Michael Mann of Penn State University, and some other climate scientists, have argued against making individual sacrifices in the name of climate change, even big ones, because they feel the only true impact can be made at the level of government. Going vegan, giving up flying, even forgoing a family simply distract us from the massive corporate and regulatory changes needed, Mann says. (A counterargument runs that rather than distracting us, taking individual actions sharpens the mind when it comes to demanding better practice from our institutions and politicians.)

Mann’s argument leads us to the options of either voting for politicians who promise to make the necessary changes, or devoting our lives (or our spare time) to lobbying them to do so. Extinction Rebellion, the energetic movement that’s recently swept the UK and elsewhere, is predicated on this premise: Demanding that governments take action, and making its call as loud as possible through actions like city centre shutdowns and mass arrests. 

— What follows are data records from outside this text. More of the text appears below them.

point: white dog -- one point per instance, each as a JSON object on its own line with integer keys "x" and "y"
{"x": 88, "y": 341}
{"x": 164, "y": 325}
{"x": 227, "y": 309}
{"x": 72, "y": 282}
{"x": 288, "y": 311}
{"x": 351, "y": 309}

It’s true: despite incontrovertible evidence of the toll our collective lives are taking on the planet, any action an individual takes carries with it the knowledge that, however huge the personal sacrifice, the result will be nothing more than a dot in the vast global matrix. One person’s actions can’t make a difference; only collective action can. (Though perhaps we shouldn’t be surprised about this; if the problem was easy to solve we would have solved it by now.) That can lead to despair. 

Charles Conn, CEO of venture firm Oxford Sciences Innovation, says that is a natural reaction to what he terms “wicked problems”—complex dilemmas that have many causes—and “reinforcing causality” which means that one solution can actually make another part of the problem worse. But researching the wicked problem of climate change for his recent book, Bulletproof Problem Solving, led Conn to an optimistic conclusion. 

“Our carbon footprints as humans really are knowable, and they’re affectable,” Conn tells Quartz. He also notes that corporations are themselves comprised of individuals making choices. We’d be cutting a swathe through the climate battlefield, “if we could pursue behavioral change in our own lives, including our business lives, and show [them] to the women and men who run our institutions,” he said. We need leaders willing to tackle the rest, Conn suggests. 

Perhaps “flight shame” is a misnomer: It denotes a sensation of embarrassment, and implies something hidden, rather than a strong ethical choice. Such personal ethics won’t win the battle to save the planet; but that doesn’t make them pointless. It just means they’re one part of the massive collective effort of change with which we’re struggling at this moment in history. 

This story was updated with more recent data and context from a 2016 ICAO report.